Wow. It does. It really does.

Within half an hour of beginning (with a stack of old magazines and newspapers, two pieces of posterboard, a pair of scissors and a gluestick), I was finding out things about my characters and my novel that I hadn't had a clue about. Part of it was by omission--I found SO MUCH stuff I knew was about my heroine, her childhood, her back story, her motivations...and almost nothing for one of the other pivotal characters. Oops. Maybe I need to think a bit more about him to figure out who he is. And part of it was by how much my imagination was catching hold of bits I'd never thought about before. I found so many images for one guy, a "bad guy" character who had only had a few POV scenes, and I'm now thinking that he needs to be much bigger in the plot. I found my imagination catching fire on city maps, and realized that I want to make Vienna, the city, much more vital and more of a metaphorical "character" in the story. And I also realized that the darkness in the story--the horrible stuff that's led to the characters coming to this point--is much more central than I'd realized, when I'd been getting distracted by the sparkly dialogue and witty stuff going on at the surface level.

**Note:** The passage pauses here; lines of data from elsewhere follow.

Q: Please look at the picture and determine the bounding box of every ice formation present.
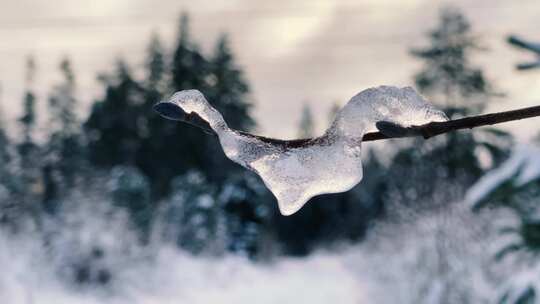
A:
[154,86,448,215]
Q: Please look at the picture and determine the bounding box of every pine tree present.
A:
[410,5,511,184]
[0,122,10,182]
[85,15,212,198]
[162,170,219,254]
[383,8,514,300]
[158,25,259,252]
[49,58,78,134]
[135,33,168,194]
[219,172,272,258]
[207,34,254,131]
[411,7,497,116]
[141,14,256,196]
[83,14,261,249]
[18,56,41,191]
[171,13,209,92]
[146,33,166,92]
[0,84,16,225]
[140,13,210,196]
[204,35,261,255]
[18,56,38,165]
[85,60,154,236]
[15,56,42,225]
[108,166,152,240]
[85,60,143,167]
[467,150,540,304]
[46,57,83,188]
[385,7,511,212]
[201,33,256,182]
[297,103,315,138]
[0,84,10,169]
[327,102,340,126]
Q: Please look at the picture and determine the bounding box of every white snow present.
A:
[0,190,516,304]
[464,144,540,209]
[0,195,370,304]
[0,234,368,304]
[496,263,540,304]
[163,86,448,215]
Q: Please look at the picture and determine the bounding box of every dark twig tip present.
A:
[153,102,185,121]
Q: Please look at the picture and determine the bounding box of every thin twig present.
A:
[155,103,540,148]
[370,104,540,141]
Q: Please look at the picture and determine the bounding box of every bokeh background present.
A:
[1,1,540,303]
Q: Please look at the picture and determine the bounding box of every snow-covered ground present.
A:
[0,232,367,304]
[2,144,540,304]
[0,198,368,304]
[0,199,512,304]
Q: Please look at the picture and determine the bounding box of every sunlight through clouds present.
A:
[255,1,336,57]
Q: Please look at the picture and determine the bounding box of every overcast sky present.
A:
[0,0,539,140]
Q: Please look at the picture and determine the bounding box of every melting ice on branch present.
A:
[154,86,448,215]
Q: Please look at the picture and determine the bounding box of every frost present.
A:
[156,86,448,215]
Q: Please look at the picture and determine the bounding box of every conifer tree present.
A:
[135,33,168,194]
[200,34,256,182]
[46,57,83,190]
[411,7,492,116]
[383,9,513,299]
[386,7,511,212]
[49,58,78,134]
[327,102,340,126]
[0,84,17,224]
[207,34,254,131]
[141,18,203,196]
[18,56,38,165]
[16,56,42,224]
[171,13,209,92]
[297,103,315,138]
[146,33,166,93]
[85,60,143,167]
[0,84,11,170]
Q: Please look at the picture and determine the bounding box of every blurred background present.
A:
[1,1,540,303]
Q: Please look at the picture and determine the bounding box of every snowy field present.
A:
[1,145,540,304]
[0,236,364,304]
[0,201,515,303]
[0,218,365,304]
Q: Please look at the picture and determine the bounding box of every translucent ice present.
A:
[155,86,448,215]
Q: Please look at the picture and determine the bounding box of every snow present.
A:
[494,261,540,304]
[5,169,540,304]
[0,207,368,304]
[0,195,369,304]
[0,190,514,304]
[464,144,540,209]
[0,235,367,304]
[159,86,448,215]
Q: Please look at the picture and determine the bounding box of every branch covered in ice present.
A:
[153,86,540,215]
[154,95,540,146]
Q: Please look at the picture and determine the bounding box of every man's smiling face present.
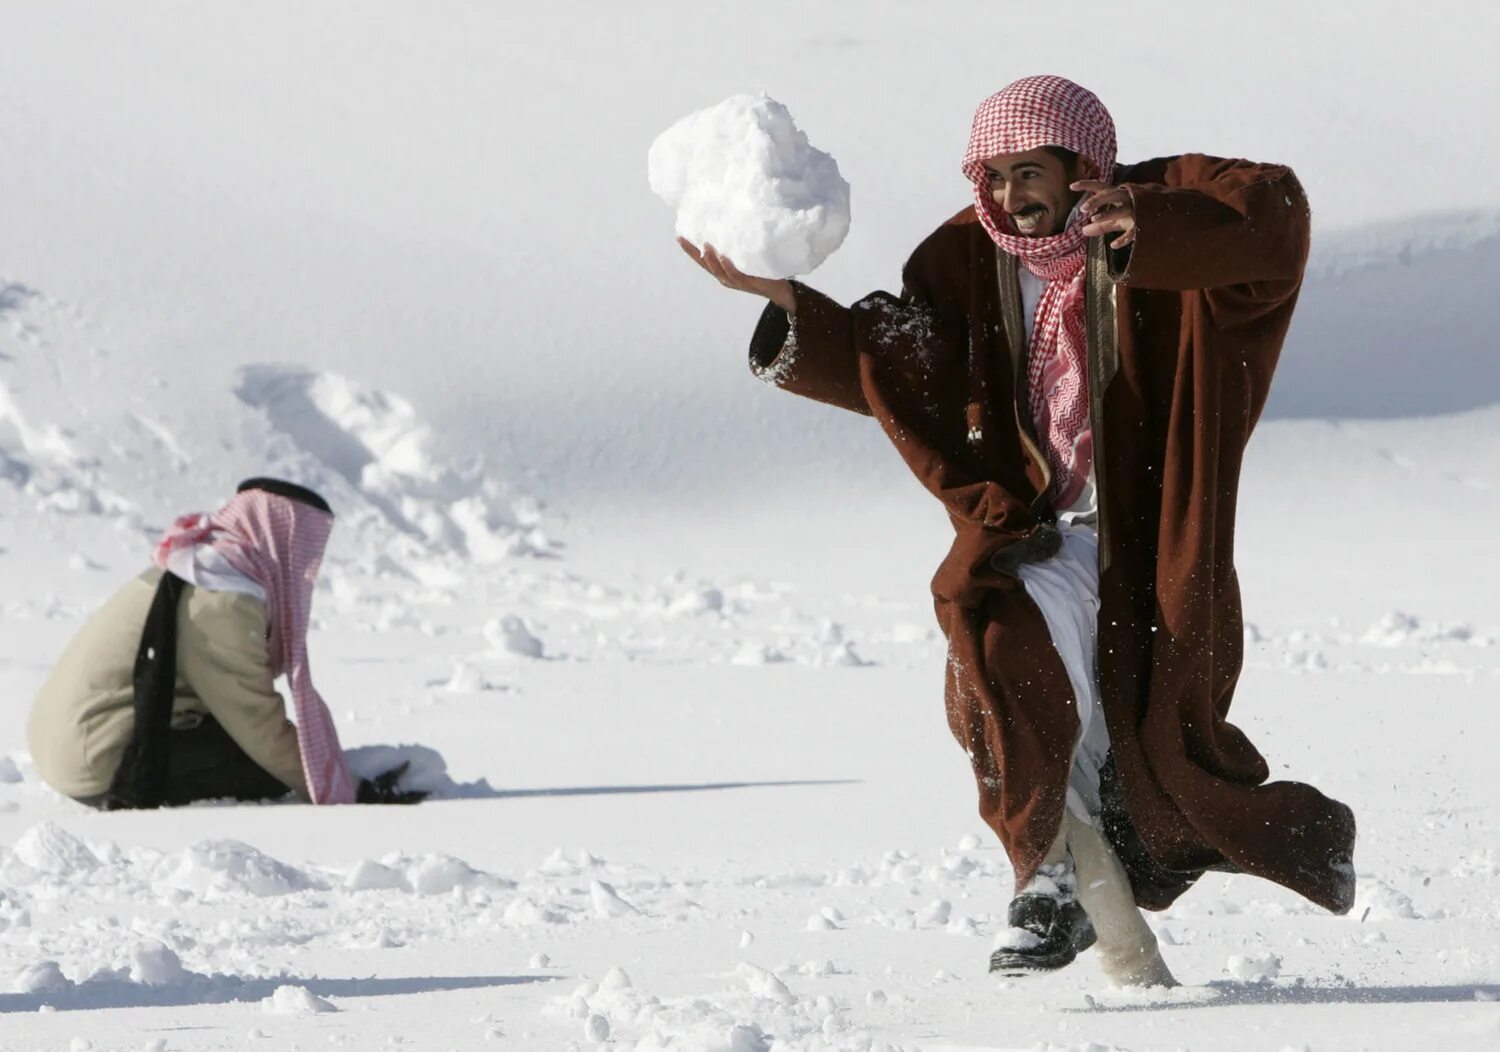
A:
[983,147,1085,237]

Patrick's working right now on collaging his new YA novel, and the images that he's choosing are weird and cool and exciting, as he figures out the different layers to the characters he's developing. I love the way grabbing images (and little random bits of text from headlines, articles, etc.) somehow tunes into a piece of my subconscious that I normally can't approach that easily. And probably the single best bit of sitting down to collage is that it's a fun, play-like activity that forces you to absolutely focus on your novel, in a way that I don't do nearly often enough. In my way-too-busy, overcrowded life, right now, I tend to focus on my novel only in my 45-minute lunchtime writing which point, I often have to sit staring at my computer writing nothing for the first ten minutes, while I remember where I am, what's going on, and who these people I'm writing about really are. I've thought more about that stuff--and come up with more useful plot points and major, underlying issues--in the last 16 hours than I had in the past few weeks.

So. Wow. Collaging. Is. Good. I am a convert!